Electronic – Nokia 1616 LCD AVR Issue

avrglcdlcd

I seem to be having a weird and frustrating issue.

I have a Nokia 1616 LCD to which I am displaying images stored on an SD card. Everything worked fine when I was breadboarding it but when I assembled the circuit on a etched PCB, that's when the trouble started.

When I power on the circuit I see the lcd backlight with normal expected brightness. However right after that (when the avr starts initializing the LCD I presume), the brightness decreases dramatically and the image shown on the lcd is all streaked with color lines and has sort of whitewashed effect. Like the image is bleeding (don't have any pics as I removed the LCD to try n solve the issue).

However at this point if I press the reset button on my circuit (reset avr) and hold it for a brief moment I see the LCD act normal with the image shown as it should be.

Googling didn't help much. A single post on avrfreak suggested that this streaking happens due to 5v signal being applied to 3.3v terminals of the LCD. I am using a bss138 to do level conversion. So to check those I wrote a test program outputting 5v on all the output terminals and as expected I got 3.3v on the lcd inputs. So that's not the issue.

Another thing I noted is that on my breadboard the circuit pulls in about 200ma but on the PCB its constantly pulling in around 350ma.

This along with the backlight dimming is making me believe that there must be a short somewhere .

Am I along the right path. Has anyone had any experience of such kind?

This is what it looks like
enter image description here

This is what is should look like
enter image description here

Thanks!

Best Answer

Have you thoroughly inspected your PCB for shorts?

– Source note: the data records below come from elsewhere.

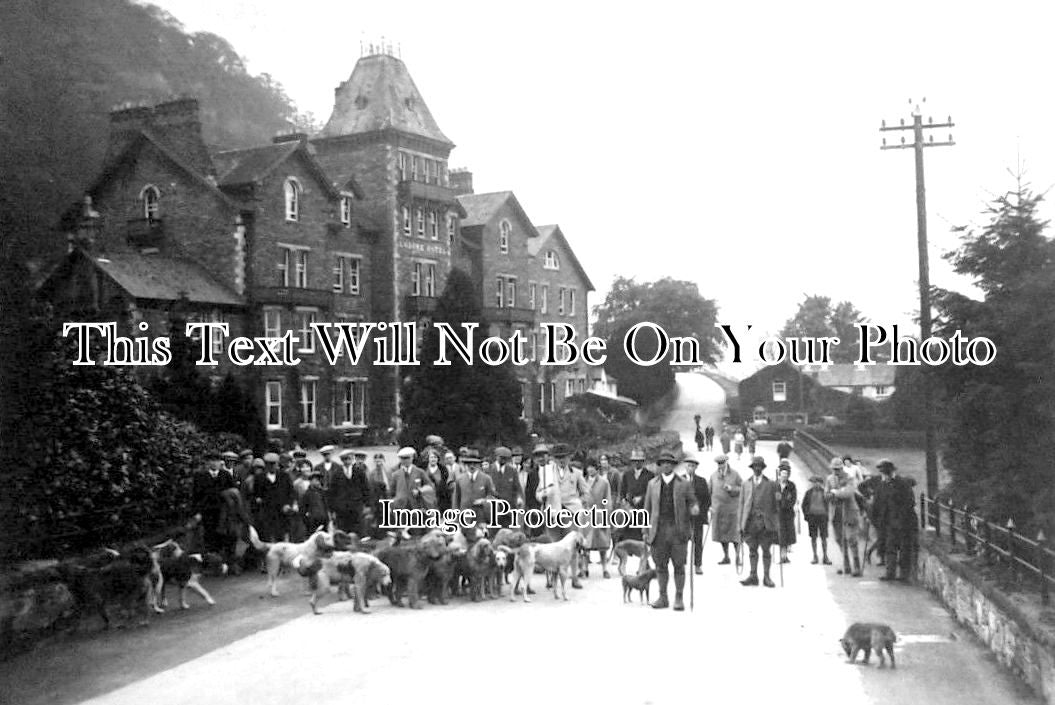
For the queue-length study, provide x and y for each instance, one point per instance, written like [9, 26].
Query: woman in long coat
[725, 486]
[786, 508]
[599, 495]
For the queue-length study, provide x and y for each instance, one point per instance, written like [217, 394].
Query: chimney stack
[461, 182]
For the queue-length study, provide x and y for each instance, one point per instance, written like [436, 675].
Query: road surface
[751, 645]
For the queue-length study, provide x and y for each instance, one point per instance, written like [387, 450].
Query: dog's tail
[254, 538]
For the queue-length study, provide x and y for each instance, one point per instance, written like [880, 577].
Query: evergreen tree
[462, 403]
[1000, 418]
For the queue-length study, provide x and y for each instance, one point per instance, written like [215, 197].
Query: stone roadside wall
[1015, 639]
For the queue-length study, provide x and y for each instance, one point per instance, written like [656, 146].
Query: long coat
[685, 501]
[786, 507]
[725, 506]
[599, 495]
[767, 490]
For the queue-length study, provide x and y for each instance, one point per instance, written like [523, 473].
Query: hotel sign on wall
[419, 247]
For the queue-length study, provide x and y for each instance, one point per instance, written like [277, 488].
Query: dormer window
[151, 202]
[346, 211]
[503, 235]
[292, 201]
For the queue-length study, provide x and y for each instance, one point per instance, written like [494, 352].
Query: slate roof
[380, 94]
[845, 374]
[165, 279]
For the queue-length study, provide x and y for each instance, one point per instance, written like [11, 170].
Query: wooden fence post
[1042, 565]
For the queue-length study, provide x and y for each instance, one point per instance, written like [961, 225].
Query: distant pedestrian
[786, 507]
[725, 488]
[814, 509]
[784, 448]
[724, 439]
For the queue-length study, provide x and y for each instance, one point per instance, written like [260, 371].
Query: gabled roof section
[548, 234]
[481, 208]
[162, 278]
[251, 166]
[381, 95]
[145, 136]
[846, 374]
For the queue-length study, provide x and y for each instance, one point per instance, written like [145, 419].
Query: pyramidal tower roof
[380, 94]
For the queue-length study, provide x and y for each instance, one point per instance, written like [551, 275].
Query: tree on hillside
[463, 403]
[1000, 419]
[674, 305]
[817, 318]
[65, 64]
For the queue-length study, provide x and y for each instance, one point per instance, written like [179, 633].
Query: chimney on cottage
[461, 182]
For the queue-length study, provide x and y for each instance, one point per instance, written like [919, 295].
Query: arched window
[551, 260]
[503, 235]
[151, 202]
[292, 199]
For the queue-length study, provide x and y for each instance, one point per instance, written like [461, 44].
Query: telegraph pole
[918, 145]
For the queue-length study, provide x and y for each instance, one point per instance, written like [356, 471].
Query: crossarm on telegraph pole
[918, 146]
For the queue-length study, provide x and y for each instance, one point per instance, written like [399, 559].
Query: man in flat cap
[725, 486]
[348, 493]
[409, 484]
[474, 488]
[758, 520]
[635, 483]
[503, 474]
[327, 467]
[896, 521]
[273, 500]
[671, 503]
[207, 500]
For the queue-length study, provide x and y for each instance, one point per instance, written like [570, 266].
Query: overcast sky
[736, 146]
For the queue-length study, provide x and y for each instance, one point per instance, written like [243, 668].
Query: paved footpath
[753, 645]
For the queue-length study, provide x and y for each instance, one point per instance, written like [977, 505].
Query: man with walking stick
[759, 524]
[671, 505]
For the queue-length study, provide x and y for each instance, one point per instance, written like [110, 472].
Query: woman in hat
[785, 507]
[725, 487]
[597, 537]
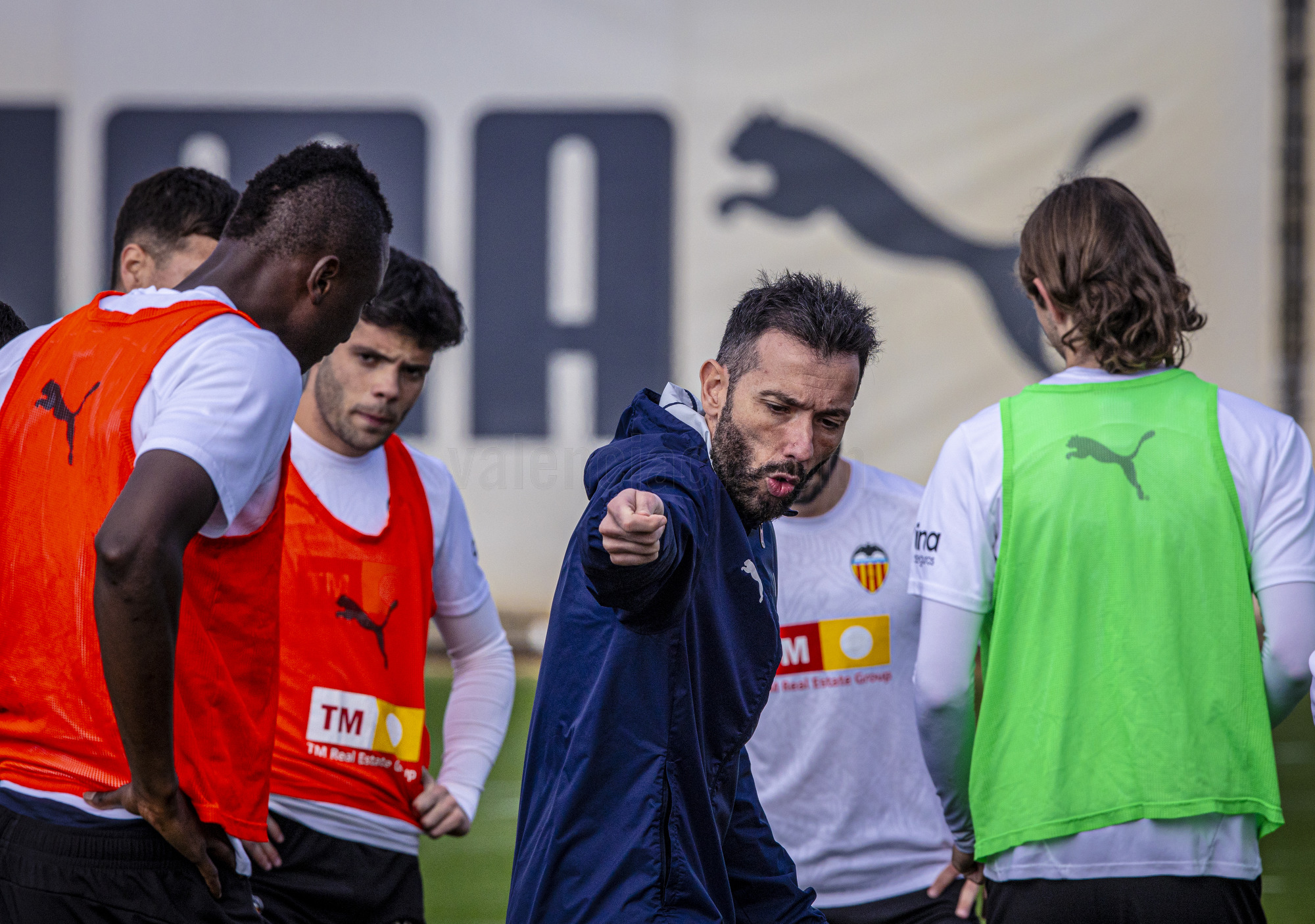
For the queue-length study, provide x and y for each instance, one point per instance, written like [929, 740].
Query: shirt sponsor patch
[836, 645]
[358, 721]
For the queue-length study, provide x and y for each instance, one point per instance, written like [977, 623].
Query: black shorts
[331, 881]
[53, 875]
[1154, 900]
[915, 908]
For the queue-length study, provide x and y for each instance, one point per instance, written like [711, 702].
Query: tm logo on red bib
[836, 645]
[368, 724]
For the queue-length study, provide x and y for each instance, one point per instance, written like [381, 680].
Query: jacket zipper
[666, 841]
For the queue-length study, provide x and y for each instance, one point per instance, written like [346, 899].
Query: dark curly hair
[416, 299]
[315, 199]
[823, 313]
[168, 207]
[11, 325]
[1105, 262]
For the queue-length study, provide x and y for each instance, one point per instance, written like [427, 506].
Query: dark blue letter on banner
[28, 212]
[627, 271]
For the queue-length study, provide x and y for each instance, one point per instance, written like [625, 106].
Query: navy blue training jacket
[638, 804]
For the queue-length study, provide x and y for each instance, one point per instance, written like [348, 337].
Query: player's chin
[770, 507]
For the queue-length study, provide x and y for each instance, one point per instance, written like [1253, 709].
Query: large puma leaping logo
[55, 403]
[815, 173]
[1086, 448]
[352, 611]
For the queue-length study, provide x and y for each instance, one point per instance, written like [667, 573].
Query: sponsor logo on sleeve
[925, 545]
[364, 722]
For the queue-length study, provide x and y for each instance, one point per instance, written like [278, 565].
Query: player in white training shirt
[377, 542]
[836, 755]
[1143, 864]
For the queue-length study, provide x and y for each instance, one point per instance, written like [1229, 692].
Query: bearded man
[637, 801]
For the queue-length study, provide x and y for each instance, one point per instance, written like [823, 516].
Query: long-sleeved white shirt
[356, 491]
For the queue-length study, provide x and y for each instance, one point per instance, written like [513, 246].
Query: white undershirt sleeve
[1289, 614]
[954, 545]
[944, 697]
[481, 706]
[1283, 538]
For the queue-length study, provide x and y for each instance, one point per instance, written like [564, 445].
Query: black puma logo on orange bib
[1086, 448]
[352, 611]
[55, 403]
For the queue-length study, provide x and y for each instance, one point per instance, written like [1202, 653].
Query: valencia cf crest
[870, 566]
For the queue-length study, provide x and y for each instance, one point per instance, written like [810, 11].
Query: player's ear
[323, 278]
[715, 383]
[135, 267]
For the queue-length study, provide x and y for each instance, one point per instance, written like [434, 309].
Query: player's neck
[251, 279]
[830, 494]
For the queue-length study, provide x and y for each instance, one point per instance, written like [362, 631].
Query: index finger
[111, 800]
[967, 898]
[211, 873]
[636, 522]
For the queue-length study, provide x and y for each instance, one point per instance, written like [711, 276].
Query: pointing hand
[632, 532]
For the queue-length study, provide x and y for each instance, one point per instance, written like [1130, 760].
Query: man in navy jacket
[638, 804]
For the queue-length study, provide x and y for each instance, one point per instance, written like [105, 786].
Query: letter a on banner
[573, 265]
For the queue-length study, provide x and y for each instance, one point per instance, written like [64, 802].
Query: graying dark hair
[823, 315]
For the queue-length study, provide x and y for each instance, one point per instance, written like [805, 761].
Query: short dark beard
[732, 458]
[332, 407]
[821, 478]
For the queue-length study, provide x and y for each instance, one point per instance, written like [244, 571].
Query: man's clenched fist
[632, 532]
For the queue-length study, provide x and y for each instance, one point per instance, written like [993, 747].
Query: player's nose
[799, 440]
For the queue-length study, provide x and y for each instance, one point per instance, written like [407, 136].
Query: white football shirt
[836, 756]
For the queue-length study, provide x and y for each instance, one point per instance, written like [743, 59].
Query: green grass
[467, 879]
[1288, 881]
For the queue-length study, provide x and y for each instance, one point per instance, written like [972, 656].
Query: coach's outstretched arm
[139, 591]
[641, 542]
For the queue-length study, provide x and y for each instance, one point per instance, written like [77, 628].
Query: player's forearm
[1289, 616]
[139, 589]
[481, 705]
[137, 593]
[944, 696]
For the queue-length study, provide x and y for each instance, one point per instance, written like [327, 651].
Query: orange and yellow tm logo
[836, 645]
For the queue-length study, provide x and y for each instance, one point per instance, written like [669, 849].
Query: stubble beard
[733, 459]
[337, 416]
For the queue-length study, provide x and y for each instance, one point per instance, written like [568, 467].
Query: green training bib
[1122, 674]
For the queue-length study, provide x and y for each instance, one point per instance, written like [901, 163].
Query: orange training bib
[66, 453]
[356, 621]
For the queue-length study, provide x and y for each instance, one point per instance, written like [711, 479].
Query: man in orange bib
[141, 446]
[168, 227]
[377, 545]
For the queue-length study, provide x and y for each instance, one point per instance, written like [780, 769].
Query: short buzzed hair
[418, 300]
[315, 199]
[169, 207]
[11, 325]
[820, 313]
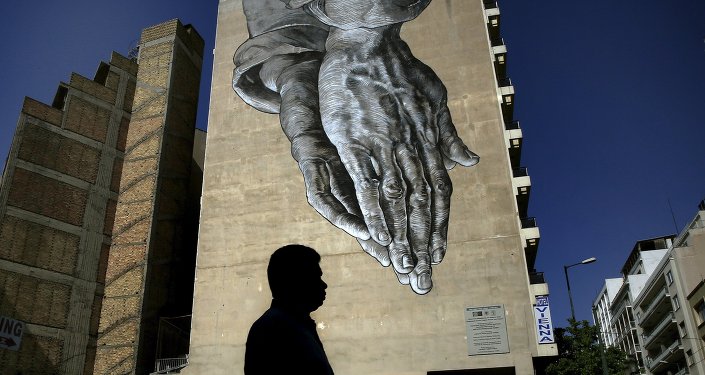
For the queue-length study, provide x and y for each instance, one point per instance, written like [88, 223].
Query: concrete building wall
[146, 275]
[254, 202]
[56, 218]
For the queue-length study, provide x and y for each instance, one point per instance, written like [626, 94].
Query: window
[689, 357]
[700, 311]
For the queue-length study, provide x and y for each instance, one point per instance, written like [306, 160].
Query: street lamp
[567, 282]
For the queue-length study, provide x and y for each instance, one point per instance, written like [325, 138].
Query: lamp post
[567, 282]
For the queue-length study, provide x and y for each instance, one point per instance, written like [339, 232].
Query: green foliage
[580, 352]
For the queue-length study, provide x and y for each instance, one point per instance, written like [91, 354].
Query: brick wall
[152, 200]
[57, 207]
[38, 245]
[54, 151]
[47, 197]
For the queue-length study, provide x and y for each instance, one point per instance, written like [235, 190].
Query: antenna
[673, 216]
[133, 50]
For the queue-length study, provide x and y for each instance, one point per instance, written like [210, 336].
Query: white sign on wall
[10, 333]
[542, 317]
[487, 330]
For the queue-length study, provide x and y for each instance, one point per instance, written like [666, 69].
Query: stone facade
[99, 212]
[54, 211]
[254, 201]
[150, 248]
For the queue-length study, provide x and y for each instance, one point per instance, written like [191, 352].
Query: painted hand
[348, 15]
[386, 113]
[329, 188]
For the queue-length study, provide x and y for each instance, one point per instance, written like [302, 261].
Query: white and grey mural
[368, 123]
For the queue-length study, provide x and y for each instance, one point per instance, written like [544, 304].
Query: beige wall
[254, 201]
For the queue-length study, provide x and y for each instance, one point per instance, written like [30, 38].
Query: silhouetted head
[295, 277]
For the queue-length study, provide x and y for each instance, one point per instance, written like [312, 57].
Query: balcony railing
[489, 4]
[652, 362]
[520, 172]
[536, 278]
[513, 125]
[167, 365]
[656, 301]
[651, 335]
[504, 82]
[528, 222]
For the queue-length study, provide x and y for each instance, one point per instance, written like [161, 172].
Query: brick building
[110, 161]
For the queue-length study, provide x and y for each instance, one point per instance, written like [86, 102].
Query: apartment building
[254, 201]
[99, 207]
[667, 321]
[655, 315]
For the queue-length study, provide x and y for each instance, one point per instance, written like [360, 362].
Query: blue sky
[610, 96]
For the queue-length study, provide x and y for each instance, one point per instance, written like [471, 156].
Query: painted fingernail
[383, 236]
[437, 256]
[474, 158]
[407, 262]
[424, 281]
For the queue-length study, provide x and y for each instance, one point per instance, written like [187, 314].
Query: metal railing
[536, 278]
[651, 362]
[504, 82]
[489, 4]
[496, 42]
[650, 309]
[520, 172]
[167, 365]
[528, 222]
[651, 335]
[512, 125]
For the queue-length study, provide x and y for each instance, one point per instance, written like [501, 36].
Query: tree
[580, 352]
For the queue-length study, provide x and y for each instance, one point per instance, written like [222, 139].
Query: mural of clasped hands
[368, 124]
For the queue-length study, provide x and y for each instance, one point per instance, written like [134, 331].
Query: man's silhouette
[284, 339]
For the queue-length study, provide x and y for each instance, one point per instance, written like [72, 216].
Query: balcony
[521, 182]
[492, 18]
[667, 355]
[506, 92]
[536, 278]
[618, 311]
[659, 305]
[530, 234]
[661, 333]
[513, 138]
[499, 54]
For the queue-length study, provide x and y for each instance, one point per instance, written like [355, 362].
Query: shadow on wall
[36, 355]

You can use a continuity tester function (or the lowest ohm range) of a multimeter to test whether you have shorts between traces that shouldn't be shorted (do this with power disconnected!).

Better if you do this test with the LCD (and any other socketed component) disconnected, so as to minimize apparent shorts due to their presence.

This, together with visual inspection using a good loupe, should give enough confidence about the presence of shorts due to the PCB fabrication or the soldering step.

Keep in mind that, since you already have some component soldered, if you find a short it could be due to a component placed between the traces where you detect the short, so you should desolder every component and test them individually, unless you spot a dead short between the traces due to fabrication residues or soldering.